Premium Chessgames Member
  perfidious: <parisattack> Keres' columns in Chess Life & Review were one of the features which made the magazine well worth reading many moons ago.
Jul-10-14  parisattack: <Perfidious> Yes, indeed! CL & R was worth reading in those days. I haven't purchased an issue in several years.

I *think* one of the above-mentioned books is actually a collection of those articles by Keres?

Jul-11-14  nimh: <Petrosianic>

A lot of insulting and ironic remarks... I didn't expect my post would offend you so much. And you misinterpreted and read into my post more than I wrote.

Okay, I try to explain to you.

Lasker and Keres comparison was based on coincidences in the number of years and both being the greatest in their respective categories, Keres albeit in a lower echelon, which doens't imply their legacy or greatness in chess is the same. But you probably had something other in mind?

You say Estonians aren't the most objective people in the world Keres and their opinion about the matter should not be taken as truth. As if I'd ever implied that. You are obviously right.

In response I'd say that there are objective reasons why Estonians and undoubtedly many others regard Keres as a Championship candidate since 1938. His good play in late 1930-ies that culminated with the win at AVRO that finally cemented his status as one of the top players worthy of playing for the title.

I called you a know-it-all because you had arguments that did not matter anything.

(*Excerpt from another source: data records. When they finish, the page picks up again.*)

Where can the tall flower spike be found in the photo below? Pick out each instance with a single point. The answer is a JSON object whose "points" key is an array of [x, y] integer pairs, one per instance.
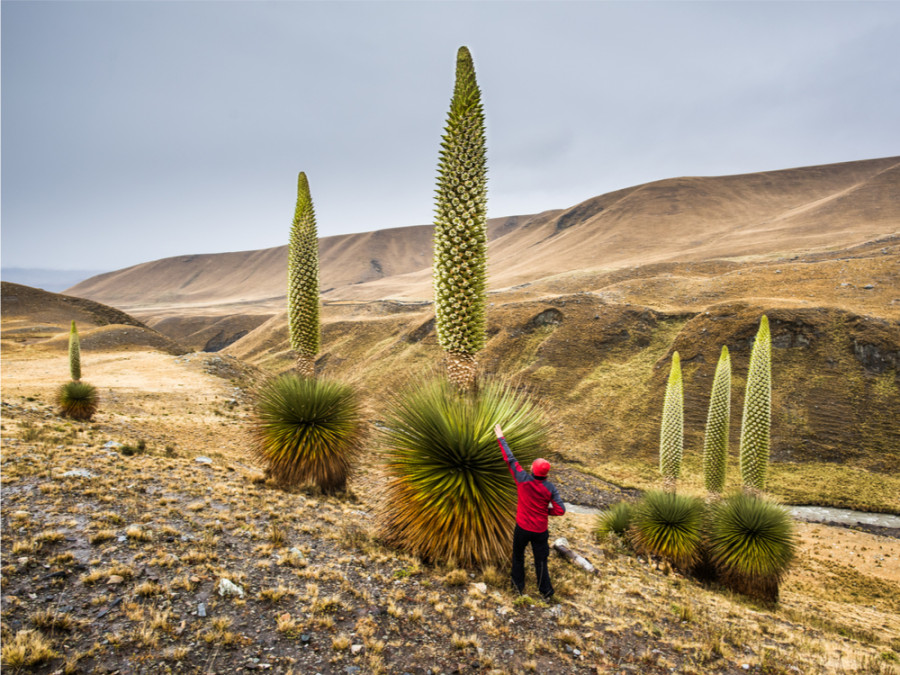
{"points": [[303, 281], [460, 228], [715, 443], [74, 353], [754, 452], [671, 437]]}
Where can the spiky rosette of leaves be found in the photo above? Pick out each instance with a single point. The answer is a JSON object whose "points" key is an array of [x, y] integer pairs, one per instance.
{"points": [[616, 519], [307, 430], [668, 525], [78, 400], [449, 493], [74, 353], [671, 436], [460, 227], [757, 418], [303, 280], [715, 443], [752, 543]]}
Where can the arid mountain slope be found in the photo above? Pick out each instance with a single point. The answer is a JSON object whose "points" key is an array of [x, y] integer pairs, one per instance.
{"points": [[680, 219], [34, 318]]}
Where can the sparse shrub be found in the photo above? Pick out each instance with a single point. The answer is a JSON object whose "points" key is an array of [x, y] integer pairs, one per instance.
{"points": [[671, 435], [715, 442], [751, 543], [307, 430], [460, 228], [449, 495], [615, 519], [668, 525], [78, 400], [756, 422]]}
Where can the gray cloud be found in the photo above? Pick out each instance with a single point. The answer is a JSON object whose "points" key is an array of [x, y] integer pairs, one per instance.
{"points": [[138, 130]]}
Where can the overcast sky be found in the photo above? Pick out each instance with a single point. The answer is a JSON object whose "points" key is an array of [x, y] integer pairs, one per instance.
{"points": [[133, 131]]}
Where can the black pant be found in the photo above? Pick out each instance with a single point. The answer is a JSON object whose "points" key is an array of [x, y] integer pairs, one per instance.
{"points": [[540, 547]]}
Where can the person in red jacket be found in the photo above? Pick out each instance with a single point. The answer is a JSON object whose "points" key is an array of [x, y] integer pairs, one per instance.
{"points": [[538, 499]]}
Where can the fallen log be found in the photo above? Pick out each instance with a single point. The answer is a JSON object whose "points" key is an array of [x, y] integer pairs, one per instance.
{"points": [[561, 546]]}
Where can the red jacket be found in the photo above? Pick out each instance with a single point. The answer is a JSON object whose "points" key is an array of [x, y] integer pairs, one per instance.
{"points": [[538, 497]]}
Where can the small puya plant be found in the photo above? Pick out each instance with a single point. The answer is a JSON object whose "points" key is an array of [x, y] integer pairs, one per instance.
{"points": [[671, 436], [757, 418], [306, 429], [718, 419], [76, 399], [303, 281]]}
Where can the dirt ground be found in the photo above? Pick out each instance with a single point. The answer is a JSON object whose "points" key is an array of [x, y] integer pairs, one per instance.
{"points": [[116, 568]]}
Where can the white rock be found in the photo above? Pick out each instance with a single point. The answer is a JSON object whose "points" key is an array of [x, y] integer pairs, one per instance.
{"points": [[226, 587]]}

But yet decided to use them to counter my post. To me you looked like someone who constantly needs to prove others wrong to demonstrate his own superiroity. It was completely unnecessary and it angered me. I admit now I should not have done so.

<on a purely factual question>

I'd like to know what factual basis do you have to claim that Keres actually was not a candidate for the title for 27 years.

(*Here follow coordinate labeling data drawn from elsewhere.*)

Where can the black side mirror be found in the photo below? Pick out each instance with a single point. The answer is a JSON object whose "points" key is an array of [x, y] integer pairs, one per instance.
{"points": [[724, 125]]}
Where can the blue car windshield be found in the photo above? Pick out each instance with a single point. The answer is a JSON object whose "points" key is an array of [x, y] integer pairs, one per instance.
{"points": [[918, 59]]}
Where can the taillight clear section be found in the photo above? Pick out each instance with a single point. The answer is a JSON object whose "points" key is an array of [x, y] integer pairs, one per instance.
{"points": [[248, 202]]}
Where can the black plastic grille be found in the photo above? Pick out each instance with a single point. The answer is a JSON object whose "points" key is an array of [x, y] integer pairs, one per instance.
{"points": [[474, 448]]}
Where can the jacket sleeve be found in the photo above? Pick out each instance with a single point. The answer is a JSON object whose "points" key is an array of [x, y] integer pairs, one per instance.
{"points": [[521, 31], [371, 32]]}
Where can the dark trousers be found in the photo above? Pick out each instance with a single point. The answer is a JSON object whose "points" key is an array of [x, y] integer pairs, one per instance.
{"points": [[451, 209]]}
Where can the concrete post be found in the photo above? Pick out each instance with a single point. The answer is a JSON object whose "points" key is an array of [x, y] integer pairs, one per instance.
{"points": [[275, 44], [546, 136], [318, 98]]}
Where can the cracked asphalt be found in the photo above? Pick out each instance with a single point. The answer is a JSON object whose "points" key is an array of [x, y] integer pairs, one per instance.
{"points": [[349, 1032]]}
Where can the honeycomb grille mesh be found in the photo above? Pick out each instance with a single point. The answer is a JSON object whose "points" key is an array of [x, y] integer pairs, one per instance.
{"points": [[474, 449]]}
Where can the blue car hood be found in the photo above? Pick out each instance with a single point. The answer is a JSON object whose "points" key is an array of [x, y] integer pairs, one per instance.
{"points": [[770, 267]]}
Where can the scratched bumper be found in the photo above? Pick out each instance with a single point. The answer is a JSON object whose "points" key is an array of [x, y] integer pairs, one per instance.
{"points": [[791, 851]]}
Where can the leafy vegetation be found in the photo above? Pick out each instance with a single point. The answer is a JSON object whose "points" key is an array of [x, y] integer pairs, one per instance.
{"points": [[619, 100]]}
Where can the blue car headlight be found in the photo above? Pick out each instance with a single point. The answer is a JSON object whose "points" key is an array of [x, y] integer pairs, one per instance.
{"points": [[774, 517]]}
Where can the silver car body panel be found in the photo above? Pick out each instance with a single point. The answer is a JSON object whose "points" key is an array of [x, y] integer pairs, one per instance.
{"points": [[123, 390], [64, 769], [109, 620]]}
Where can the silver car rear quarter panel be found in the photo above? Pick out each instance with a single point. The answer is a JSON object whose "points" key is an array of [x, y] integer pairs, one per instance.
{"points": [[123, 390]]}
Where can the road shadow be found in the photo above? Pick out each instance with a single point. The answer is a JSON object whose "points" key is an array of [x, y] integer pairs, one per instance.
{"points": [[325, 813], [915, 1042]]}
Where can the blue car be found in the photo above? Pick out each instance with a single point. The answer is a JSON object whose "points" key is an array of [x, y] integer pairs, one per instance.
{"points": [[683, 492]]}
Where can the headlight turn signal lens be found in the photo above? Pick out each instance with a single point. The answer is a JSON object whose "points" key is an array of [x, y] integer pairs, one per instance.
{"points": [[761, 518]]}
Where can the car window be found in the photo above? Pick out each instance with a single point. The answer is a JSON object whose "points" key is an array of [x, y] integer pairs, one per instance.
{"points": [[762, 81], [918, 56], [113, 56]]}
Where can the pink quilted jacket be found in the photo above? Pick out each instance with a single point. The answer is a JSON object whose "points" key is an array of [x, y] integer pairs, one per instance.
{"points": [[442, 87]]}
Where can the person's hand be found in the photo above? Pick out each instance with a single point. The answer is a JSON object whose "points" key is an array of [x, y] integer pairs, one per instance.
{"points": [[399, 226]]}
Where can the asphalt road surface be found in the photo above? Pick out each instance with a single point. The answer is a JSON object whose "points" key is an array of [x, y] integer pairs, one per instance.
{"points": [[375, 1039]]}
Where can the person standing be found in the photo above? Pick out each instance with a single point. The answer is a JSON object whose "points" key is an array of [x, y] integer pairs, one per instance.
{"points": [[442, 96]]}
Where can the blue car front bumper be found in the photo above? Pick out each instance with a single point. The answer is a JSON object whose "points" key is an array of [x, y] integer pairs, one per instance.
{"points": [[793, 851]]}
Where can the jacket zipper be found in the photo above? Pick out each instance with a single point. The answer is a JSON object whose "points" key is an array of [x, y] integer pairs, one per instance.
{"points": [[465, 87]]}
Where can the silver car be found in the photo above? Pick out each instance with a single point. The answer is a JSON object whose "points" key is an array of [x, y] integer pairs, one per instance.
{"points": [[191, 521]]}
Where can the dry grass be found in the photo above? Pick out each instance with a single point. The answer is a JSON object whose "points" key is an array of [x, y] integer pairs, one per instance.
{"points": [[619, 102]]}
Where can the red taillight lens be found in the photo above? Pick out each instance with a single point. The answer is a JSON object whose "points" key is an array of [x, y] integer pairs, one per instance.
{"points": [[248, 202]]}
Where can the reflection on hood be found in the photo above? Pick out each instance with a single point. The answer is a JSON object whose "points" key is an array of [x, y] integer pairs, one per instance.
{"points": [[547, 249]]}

Jul-11-14  Petrosianic: <nimh> <I didn't expect my post would offend you so much.>

Haven't you muddled this a bit in your mind? All I said, and you quoted it back to me, so I know you heard it, was "it doesn't really work". That ain't exactly hysteria. The hysteria was on your side with the fevered idea that I must think I know everything to disagree with <YOU>. I attributed your response, rightly, to your vanity, and asked you to put a lid on it.

The link between Lasker and Keres still seems very strained, and the fact that Estonians (well known as the most objective people about Keres) believe it, isn't very impressive. If this strikes you as deep personal offense on my part, then you are not being very honest with yourself.

Jul-11-14  nimh: lol, what are you talking about?

You can see very well what I actually wrote. I just pointed out it's incorrect to say "the number doesn't work".

Sep-25-15  A.T PhoneHome: Spassky was very lucky here in the sense he got to play his first-ever match against someone as humble as Paul Keres.

I mean, not only was Spassky's result here strong, but his opponent's personality must have also added something positive to the experience.

Sep-25-15  Howard: AT Phone Home....glad to know you're still out there !!
Dec-20-15  offramp: This was a great result for Spassky. The intro quotes him saying, <"I was surprised to find ... that I was already tired after ... eight games.">

This shows one of the major advantages of being a challenger. One gets accustomed to match-play. The Champion, after three years without serious matches, may well become tired earlier than his active opponent.

Dec-20-15  Howard: The posting that's three postings above this one, was A.T. PhoneHome's last post on this website.

If you're reading this, ATPhoneHome, where have you been ?!?

Dec-27-17  offramp: <Howard: The posting that's three postings above this one, was A.T. PhoneHome's last post on this website. If you're reading this, ATPhoneHome, where have you been ?!?>

He is back now, and a regular poster again.

Where did he go? Where has he been? What prompted his return?

We will never know.

Oct-11-20  Paint My Dragon: The arbiter of this event was G Fridstein (from the tournament book Candidates Matches 1965 - The Chess Player, 1966).